Hain and Kendall County Sheriff Dwight Baird argued the new law will likely be challenged in court, similar to the now-put-on-hold Pretrial Fairness Act that was set to eliminate cash bail in 2023.

Gov. J.B. Pritzker signed the assault weapons measure Tuesday in Springfield, making Illinois the ninth state to ban military-style firearms. The effort to achieve the ban accelerated following a deadly mass shooting at a Fourth of July parade in Highland Park, where the alleged shooter used an AR-15 style of weapon.

The measure bans the delivery, sale or purchase of the weapons and large-capacity ammunition magazines of more than 10 rounds for long guns and 15 rounds for handguns. After Jan. 1, 2024, people who possess an unregistered firearm covered by the ban face a misdemeanor for a first offense and a felony for subsequent offenses.

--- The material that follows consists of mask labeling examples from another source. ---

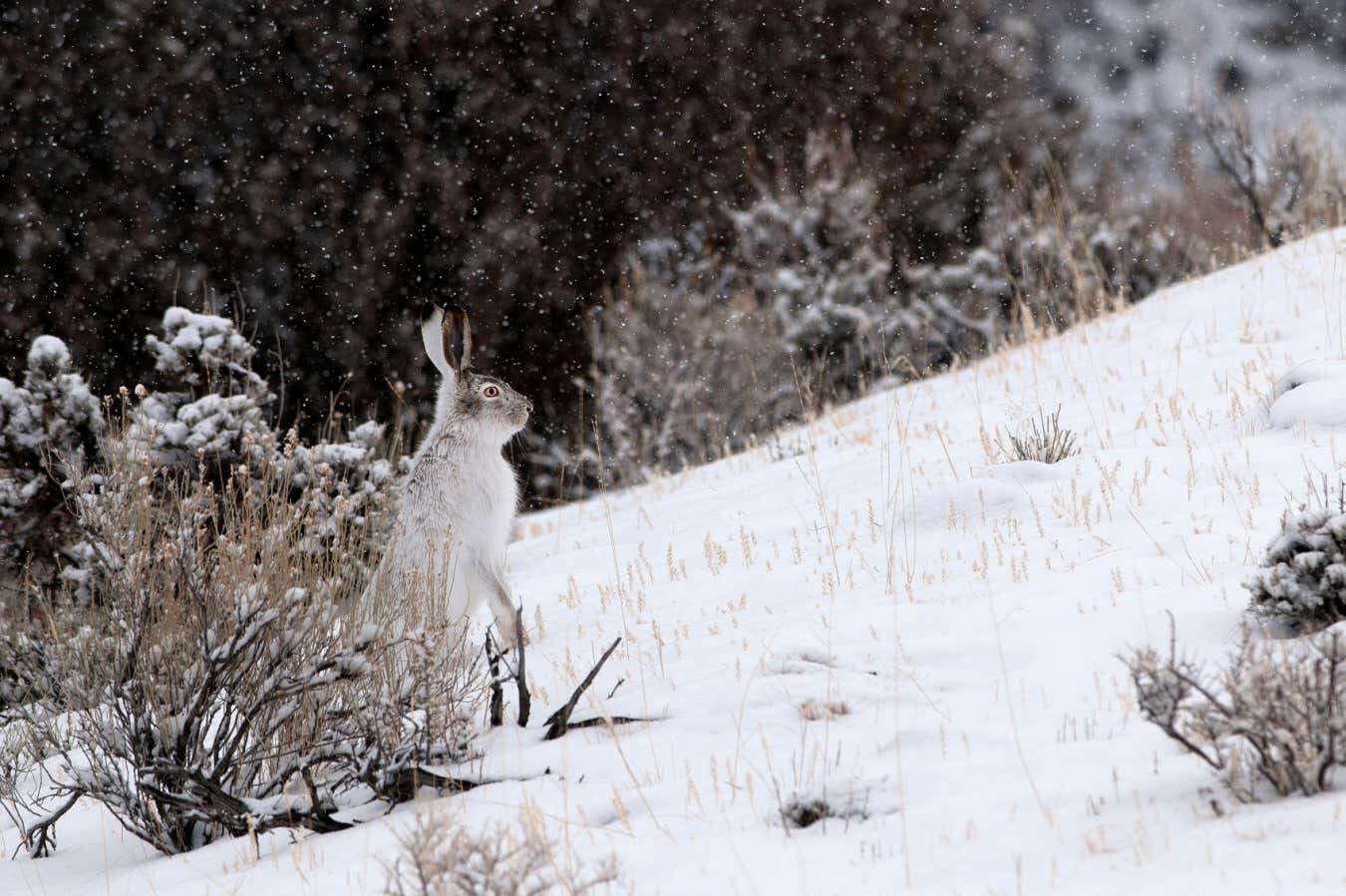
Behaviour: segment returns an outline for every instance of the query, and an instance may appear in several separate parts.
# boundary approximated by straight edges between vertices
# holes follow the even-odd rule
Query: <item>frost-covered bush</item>
[[[1346,619],[1346,486],[1285,515],[1246,587],[1253,612],[1291,632]]]
[[[386,896],[577,896],[616,880],[615,858],[592,872],[571,868],[536,823],[468,830],[421,813],[400,839],[402,854],[388,869]]]
[[[860,344],[884,330],[891,250],[878,204],[848,144],[814,133],[798,184],[759,180],[755,200],[728,210],[743,285],[775,315],[791,352],[828,358],[840,375],[863,363]]]
[[[39,577],[52,572],[66,548],[62,483],[97,455],[104,429],[65,343],[34,339],[23,385],[0,377],[0,561],[20,570],[36,561],[27,572]]]
[[[635,265],[591,319],[590,387],[608,480],[716,457],[800,413],[777,319],[724,284],[721,269],[700,272],[695,252],[664,280]]]
[[[1236,799],[1312,796],[1346,764],[1346,638],[1261,642],[1245,627],[1214,673],[1154,648],[1124,658],[1141,716],[1206,763]]]
[[[1195,239],[1137,214],[1081,210],[1047,190],[996,206],[983,233],[962,261],[903,272],[907,288],[953,323],[934,331],[958,357],[993,348],[1016,323],[1065,327],[1144,299],[1195,273],[1203,257]]]
[[[408,461],[386,456],[381,425],[367,421],[316,444],[277,432],[275,394],[250,367],[256,347],[227,318],[168,308],[162,335],[148,335],[145,348],[152,385],[137,386],[135,396],[122,390],[122,413],[110,428],[57,339],[34,342],[23,386],[0,379],[4,560],[26,569],[47,597],[65,588],[77,604],[96,599],[109,553],[81,530],[73,502],[100,502],[105,492],[97,475],[73,474],[121,453],[152,464],[152,482],[168,471],[221,483],[240,464],[254,478],[283,476],[291,500],[314,522],[312,550],[338,526],[367,526],[376,538],[386,531]],[[75,482],[82,491],[73,490]],[[27,622],[31,612],[15,615]]]
[[[50,757],[0,792],[44,854],[75,800],[164,853],[272,827],[336,830],[342,810],[405,802],[467,753],[479,687],[458,632],[415,596],[357,603],[366,527],[291,500],[279,467],[222,484],[113,455],[78,484],[105,560],[100,601],[54,615],[12,731]],[[97,499],[87,499],[97,495]],[[409,603],[411,601],[411,603]],[[419,615],[423,627],[406,620]]]
[[[245,437],[271,431],[275,400],[252,370],[257,350],[233,320],[180,307],[164,312],[163,334],[145,336],[159,387],[140,396],[129,437],[175,468],[244,459]]]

“Obviously things will go through the courts and they’ll make their determinations, but I feel very confident,” Pritzker said after signing the legislation late Tuesday.

Baird said his office is actively working with the Kendall County State’s Attorney’s Office and other law enforcement partners to determine and address the full ramifications of the legislation.

“The constitutionality of HB 5471 will almost certainly be challenged in court and I look forward to a court ruling that resolves this matter,” Baird said in a statement.

Hain said the Kane County Sheriff’s Office will investigate and charge those who illegally possess firearms, but they will not proactively investigate gun owners who hold legal FOID cards in connection with the new law.

“We are not going to go knocking on doors to see if they have high-capacity magazines or assault rifles,” Hain said.

Instead, if they encounter a felon or someone committing a crime, they will use the ban as an enforcement mechanism to add charges, he said.

Hain argued the new law could cause an increase in black market trafficking of firearms. He said black market marijuana sales increased after recreational marijuana was legalized in 2020 in Illinois.

Hain said surrounding states have less strict regulations on weapons, so he believes the enhanced restrictions in Illinois will likely create an increase in the trafficking of weapons in the state.

This will make our citizens less safe and our cops less safe,” Hain told Kane County Board members Thursday, adding that he wishes state legislation concerning gun violence would focus on mental health care or supporting law enforcement agencies more. “Active shooters are still going to get their hands on firearms whether the legislation creates more laws or not.”


Chicago Tribune reporters Rick Pearson and Jeremy Gorner contributed to this report.